I was settling down this afternoon, after a morning of doing stuff, to open my Bible, dive in and soak. I had my Bible study notes, a notebook and a pen and prayed for revelation – something I hadn’t seen before, or a clearer picture of something that was familiar. I was just about to step on my spade ready to dig when God said, “Go visit someone!”
I am a homebody. I like my own company for the most part. I like me and the empty room. My husband is not a homebody. He likes to be with people, enjoying company and chat. Often during the holidays, he will ask me who I saw that day. He knows how much I indulge the hermit in me!
I decided to go and visit a friend I had not seen for a while and although Joe and I intended to visit over Christmas we never quite made it. The Christmas presents for her and the children were still beside the front door, as they had been for the last few months! I thought that I might as well deliver them! I thought maybe I could induce her to come for a walk. (Weight Watcher’s weigh in night – I put on a pound!)
We talked for a while. We talked about church. I told her all about our involvement with Healing on the Streets and Street Pastors. She was very encouraged by it all and thought that “once upon a time” she could see herself doing something like that, but not anymore. She remembered the days when she was on fire for God, but how with her illness things had become difficult to manage.
We piled into the car and visited another friend neither of us had seen in a while. This other friend is someone who you just can’t help confiding in and sure enough, over a cup of tea, my friend admitted just how lonely she had been feeling. Sometimes making and keeping friends was a difficult business. I know that for many people I am hard work, but my friend is even harder. Part of it is down to her medication and the side effects. She just unloaded all her concerns and frustrations and as we watched we could almost see the weight on her shoulders being lifted! She worked her way through a box of tissues and between sniffs and apologies told us just how things really were.

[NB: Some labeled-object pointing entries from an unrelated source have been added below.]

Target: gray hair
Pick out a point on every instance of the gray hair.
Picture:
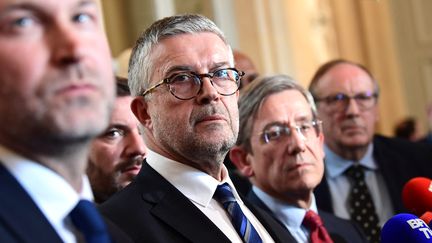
(253, 96)
(140, 63)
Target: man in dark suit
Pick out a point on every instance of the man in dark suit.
(57, 89)
(280, 149)
(346, 94)
(182, 72)
(116, 156)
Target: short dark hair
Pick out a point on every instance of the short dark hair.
(323, 69)
(122, 87)
(255, 94)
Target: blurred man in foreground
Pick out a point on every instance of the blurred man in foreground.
(116, 155)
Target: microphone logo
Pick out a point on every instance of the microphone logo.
(420, 225)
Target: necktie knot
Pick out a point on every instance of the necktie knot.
(318, 233)
(355, 172)
(312, 220)
(88, 221)
(224, 194)
(244, 228)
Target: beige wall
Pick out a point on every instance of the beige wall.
(289, 36)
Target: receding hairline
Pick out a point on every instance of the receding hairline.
(329, 66)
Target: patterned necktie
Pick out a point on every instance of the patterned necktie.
(362, 209)
(245, 229)
(88, 221)
(318, 233)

After an hour or so, there was silence. It was a comfortable silence. I don’t think anyone offered advice. Sometimes advice is not what people are looking for – they just want someone to listen. I could see that things were being mentally taken note of and I knew that once we had left the house lots of the things talked about would be prayed about!
The afternoon that I had planned for myself turned out to be very different. I did exactly what God had planned for me – I visited. A lot of what God wants to teach is on the job. There is a time for reading and learning and there is a time for doing and learning.